几人聞言,不禁面面相觑,想不到馮香莲为了给沈豐凑錢,竟然要把穗姐儿嫁去冲喜。
那媒人也不知道从哪儿来的,给人介绍这样的亲事,难怪一早便登了沈家的门。
沈应眉头一皱,扔下手里的夯杵便道:“我去看看。”
陆芦忙道:“我也去。”
沈应看了眼他道:“你慢些和婶娘他们从后头来, 我先过去。”
陆芦知道沈应是怕他太着急,一时忘了注意自己的身子,点头嗯了声。
沈应和几个汉子在前面去了, 陆芦和林春兰她们收拾了下灶屋里的东西, 随后关上院子的木门,也跟在后面赶过去。
走到林子路口,正好碰上绣完嫁衣出来的江槐, 几人于是一道赶往沈家。
因着村里有人殺豬, 不少人去买肉, 人们买完走在回去的路上, 听说沈家出了事,紛紛前去看热闹。
趙屠户殺完豬,主家留他吃饭,他忙着去另一个村子,没留下来,刚从主家走出来,便看见不少人往同一个方向去。
两个夫郎走在前面,另一个婶子迎面走来,见他们急匆匆地赶路,好奇道:“这是怎么了?怎么都往沈家去?”
其中一个夫郎道:“听说隔壁村的媒人来给穗姐儿说亲事,出一百两的聘錢,让穗姐儿嫁去给城里的一个老爷冲喜,馮香莲答应了。”
那婶子听了说道:“冲喜?这不就是卖穗姐儿吗?”
“可不是吗,好像现在正闹着呢。”
“那我也去瞧瞧。”
沈家……
趙屠户听到这两个字,脑中不由自主浮现出那道瘦削单薄的身影。
他隐约记得,那个递给他手帕的姑娘便是姓沈。
这么想着,他顿了下脚,转过身子掉了个头,也跟在那两个夫郎后面,朝着沈家走去。
沈家大门前,一群人正圍在门口看热闹。
院子里,沈穗跪在地上,哭着拽着馮香莲的袖角:“阿娘,我不要嫁,你留下我吧,我会洗衣裳我会割草,我什么活都做,你别把我嫁出去。”
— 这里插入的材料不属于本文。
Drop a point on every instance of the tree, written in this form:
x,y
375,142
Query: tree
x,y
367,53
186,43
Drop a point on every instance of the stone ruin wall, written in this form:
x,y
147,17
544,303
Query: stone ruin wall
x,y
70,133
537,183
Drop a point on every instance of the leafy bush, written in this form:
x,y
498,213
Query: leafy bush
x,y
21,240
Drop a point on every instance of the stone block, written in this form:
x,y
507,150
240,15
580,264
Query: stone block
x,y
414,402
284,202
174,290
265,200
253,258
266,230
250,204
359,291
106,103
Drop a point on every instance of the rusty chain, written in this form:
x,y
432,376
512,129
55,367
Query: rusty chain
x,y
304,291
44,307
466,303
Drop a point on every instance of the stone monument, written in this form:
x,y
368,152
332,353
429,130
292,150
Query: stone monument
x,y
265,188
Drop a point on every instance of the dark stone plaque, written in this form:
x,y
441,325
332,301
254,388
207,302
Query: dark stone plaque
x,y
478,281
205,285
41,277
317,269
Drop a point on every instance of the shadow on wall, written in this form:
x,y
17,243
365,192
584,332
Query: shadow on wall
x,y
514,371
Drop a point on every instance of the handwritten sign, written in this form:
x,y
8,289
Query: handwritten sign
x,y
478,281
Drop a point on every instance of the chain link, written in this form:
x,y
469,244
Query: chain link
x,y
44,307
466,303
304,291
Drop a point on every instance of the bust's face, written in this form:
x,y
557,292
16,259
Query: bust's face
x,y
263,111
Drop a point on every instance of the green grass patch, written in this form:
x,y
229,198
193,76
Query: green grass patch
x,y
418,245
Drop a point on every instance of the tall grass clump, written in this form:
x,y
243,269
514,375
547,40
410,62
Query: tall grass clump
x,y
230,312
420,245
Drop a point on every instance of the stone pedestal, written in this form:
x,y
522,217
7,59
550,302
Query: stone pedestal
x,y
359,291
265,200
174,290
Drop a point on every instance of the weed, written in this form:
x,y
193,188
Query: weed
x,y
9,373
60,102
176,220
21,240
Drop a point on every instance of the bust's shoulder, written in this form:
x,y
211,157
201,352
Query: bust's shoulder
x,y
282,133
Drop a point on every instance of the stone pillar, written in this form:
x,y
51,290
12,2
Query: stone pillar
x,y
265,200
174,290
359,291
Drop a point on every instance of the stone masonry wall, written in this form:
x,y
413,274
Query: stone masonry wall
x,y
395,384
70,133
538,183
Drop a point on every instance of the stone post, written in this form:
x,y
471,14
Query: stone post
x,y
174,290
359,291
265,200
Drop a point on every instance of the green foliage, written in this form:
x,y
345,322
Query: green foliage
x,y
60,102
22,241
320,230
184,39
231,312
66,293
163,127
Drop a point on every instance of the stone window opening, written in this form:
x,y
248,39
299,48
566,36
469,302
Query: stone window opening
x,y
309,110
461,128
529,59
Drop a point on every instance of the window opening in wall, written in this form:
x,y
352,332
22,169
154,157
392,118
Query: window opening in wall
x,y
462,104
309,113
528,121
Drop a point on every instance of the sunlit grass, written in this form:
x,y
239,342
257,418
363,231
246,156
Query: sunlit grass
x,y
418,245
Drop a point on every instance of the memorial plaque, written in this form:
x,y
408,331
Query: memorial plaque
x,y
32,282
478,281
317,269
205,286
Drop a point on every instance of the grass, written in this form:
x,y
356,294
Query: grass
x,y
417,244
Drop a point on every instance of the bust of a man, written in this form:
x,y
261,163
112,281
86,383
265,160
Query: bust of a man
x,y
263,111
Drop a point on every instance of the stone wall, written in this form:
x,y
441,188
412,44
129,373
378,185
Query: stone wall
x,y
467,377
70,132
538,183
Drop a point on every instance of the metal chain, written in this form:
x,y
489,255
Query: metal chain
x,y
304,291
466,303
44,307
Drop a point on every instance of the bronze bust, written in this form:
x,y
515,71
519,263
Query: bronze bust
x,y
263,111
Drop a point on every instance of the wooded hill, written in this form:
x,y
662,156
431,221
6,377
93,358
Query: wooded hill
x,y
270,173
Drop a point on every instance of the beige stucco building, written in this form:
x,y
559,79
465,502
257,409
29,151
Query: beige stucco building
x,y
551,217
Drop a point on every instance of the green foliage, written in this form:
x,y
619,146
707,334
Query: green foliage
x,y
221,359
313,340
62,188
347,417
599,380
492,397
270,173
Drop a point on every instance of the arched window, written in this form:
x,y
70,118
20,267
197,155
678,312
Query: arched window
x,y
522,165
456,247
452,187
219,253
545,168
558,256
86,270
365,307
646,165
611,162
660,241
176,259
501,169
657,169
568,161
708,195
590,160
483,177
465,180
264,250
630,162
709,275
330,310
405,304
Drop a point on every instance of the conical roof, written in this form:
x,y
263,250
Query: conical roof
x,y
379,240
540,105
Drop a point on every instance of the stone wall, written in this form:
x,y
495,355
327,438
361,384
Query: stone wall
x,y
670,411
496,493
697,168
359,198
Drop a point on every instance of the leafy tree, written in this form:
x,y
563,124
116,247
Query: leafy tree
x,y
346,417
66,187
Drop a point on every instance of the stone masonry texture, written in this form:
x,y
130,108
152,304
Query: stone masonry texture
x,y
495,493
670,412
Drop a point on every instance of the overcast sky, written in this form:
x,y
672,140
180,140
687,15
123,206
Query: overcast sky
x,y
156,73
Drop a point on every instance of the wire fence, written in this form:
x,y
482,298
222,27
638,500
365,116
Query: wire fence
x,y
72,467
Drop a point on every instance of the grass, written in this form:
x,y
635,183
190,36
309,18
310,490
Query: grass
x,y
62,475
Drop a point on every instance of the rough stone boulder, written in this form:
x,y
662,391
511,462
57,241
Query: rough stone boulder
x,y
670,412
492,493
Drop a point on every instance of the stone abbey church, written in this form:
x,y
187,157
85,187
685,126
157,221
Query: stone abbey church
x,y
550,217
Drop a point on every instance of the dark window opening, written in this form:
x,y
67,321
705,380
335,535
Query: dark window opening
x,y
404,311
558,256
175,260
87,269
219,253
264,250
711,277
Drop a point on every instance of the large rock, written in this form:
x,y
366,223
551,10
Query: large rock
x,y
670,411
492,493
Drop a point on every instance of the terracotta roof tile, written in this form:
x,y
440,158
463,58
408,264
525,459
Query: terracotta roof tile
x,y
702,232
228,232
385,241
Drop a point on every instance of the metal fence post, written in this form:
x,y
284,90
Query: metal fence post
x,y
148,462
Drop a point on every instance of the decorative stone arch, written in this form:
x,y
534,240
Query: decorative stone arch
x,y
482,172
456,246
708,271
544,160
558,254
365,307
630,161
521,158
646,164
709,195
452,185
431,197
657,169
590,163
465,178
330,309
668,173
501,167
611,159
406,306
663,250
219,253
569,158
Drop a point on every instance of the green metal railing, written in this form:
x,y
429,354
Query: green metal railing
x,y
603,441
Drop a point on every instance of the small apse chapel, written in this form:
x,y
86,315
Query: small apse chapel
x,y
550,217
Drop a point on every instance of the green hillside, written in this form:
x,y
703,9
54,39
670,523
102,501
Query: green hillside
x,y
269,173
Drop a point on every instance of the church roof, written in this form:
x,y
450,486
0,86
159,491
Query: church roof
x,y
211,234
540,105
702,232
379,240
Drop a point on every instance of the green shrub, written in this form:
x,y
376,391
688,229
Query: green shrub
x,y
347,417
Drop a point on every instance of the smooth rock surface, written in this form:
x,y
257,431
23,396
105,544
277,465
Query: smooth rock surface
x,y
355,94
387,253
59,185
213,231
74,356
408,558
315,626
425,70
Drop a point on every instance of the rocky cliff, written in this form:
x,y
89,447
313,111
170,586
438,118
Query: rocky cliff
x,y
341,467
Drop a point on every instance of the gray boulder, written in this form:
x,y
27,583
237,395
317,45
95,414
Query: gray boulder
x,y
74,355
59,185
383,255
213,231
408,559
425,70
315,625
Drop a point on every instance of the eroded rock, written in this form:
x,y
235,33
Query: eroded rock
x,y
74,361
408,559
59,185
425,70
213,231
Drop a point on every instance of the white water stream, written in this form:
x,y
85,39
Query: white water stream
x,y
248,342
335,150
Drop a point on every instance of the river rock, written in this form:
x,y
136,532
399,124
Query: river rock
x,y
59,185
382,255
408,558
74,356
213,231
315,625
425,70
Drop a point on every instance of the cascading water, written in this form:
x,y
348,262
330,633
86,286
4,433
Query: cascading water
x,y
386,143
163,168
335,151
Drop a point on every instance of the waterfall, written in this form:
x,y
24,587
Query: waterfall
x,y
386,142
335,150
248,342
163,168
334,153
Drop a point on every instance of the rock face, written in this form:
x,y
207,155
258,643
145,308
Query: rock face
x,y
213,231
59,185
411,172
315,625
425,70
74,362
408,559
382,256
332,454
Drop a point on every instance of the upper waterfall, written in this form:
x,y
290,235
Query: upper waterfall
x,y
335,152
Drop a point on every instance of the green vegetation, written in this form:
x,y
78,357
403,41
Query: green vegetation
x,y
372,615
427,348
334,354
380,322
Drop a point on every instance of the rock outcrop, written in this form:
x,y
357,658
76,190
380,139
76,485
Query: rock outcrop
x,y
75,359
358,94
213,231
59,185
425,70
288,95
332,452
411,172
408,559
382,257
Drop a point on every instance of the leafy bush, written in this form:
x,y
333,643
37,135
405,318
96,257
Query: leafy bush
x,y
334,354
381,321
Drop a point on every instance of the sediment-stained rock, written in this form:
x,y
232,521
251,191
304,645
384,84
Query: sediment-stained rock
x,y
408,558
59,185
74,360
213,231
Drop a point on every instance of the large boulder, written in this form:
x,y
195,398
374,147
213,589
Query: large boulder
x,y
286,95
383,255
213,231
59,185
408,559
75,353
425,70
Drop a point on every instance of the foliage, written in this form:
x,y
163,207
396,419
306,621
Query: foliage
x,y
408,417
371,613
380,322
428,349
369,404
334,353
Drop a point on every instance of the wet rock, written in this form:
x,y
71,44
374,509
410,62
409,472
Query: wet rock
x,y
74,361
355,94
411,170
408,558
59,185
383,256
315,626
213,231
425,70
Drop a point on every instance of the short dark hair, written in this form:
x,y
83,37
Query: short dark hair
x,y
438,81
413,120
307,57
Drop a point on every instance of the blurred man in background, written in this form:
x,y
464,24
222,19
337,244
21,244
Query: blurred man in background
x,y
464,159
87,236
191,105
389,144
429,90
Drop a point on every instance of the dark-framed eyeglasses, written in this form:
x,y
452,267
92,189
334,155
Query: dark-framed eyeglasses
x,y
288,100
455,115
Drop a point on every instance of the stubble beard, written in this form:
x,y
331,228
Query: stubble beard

穿着皂色衣裳的媒人去拉她:“好姑娘,跟我走吧,等成了亲过了门,那以后就是享不尽的荣华富贵,可比在乡下嫁给泥腿子强。”
沈穗摇着头,仍紧紧拽着馮香莲的袖角,不停说着:“阿娘,我不要嫁去城里,以后你叫我做什么我就做什么,求你别把我嫁出去。”
她知道冯香莲是为了那一百两聘錢,接着又道:“我可以去借钱,我这就去借,我借钱去赎回三弟。”
冯香莲皱了皱眉,别过脸拂开她的手:“你借钱?你从哪儿能借来一百两?让你嫁去城里,已经是你天大的福气,这可是别人求都求不来的,你在这儿哭嚎什么。”
沈穗被她猛地推开,整个人往后倒去,跌坐在地上。
院子外,圍观的眾人见沈穗哭求的模样,你一言我一语地議论着。
“穗姐儿这是根本不願意啊。”
“谁能願意,那嫁的可是个半截入土的老头子,这冯香莲可真够狠心的。”
“这媒人不是隔壁趙家村的王婶子吗,难怪瞧着眼熟,定是知道沈家缺钱才上门来说亲的。”
“她还敢给人说亲事?上回趙家村那赵屠户的亲事便是她说的,结果临到头那姑娘却跟她表哥私奔了。”
正说着,扭头看见站在人群中的赵屠户,那人又立马闭上了嘴。
穿皂色衣裳的媒人见沈穗跌在了地上,又伸出手去拉她,并劝道:“姑娘,走吧。”
沈穗从地上爬起来,躲开媒人拉她的手,转而看向站在另一边揣着手的沈文祿。
“爹。”沈穗喊了他一声,抓着他的衣角:“爹,你跟阿娘说,别把我嫁出去,爹你救救我。”
沈文祿微微皱了下眉,他不是没说过,只提了一嘴那老爷年纪竟比他还大,便被冯香莲瞪了眼,叫他有本事去找沈应借钱。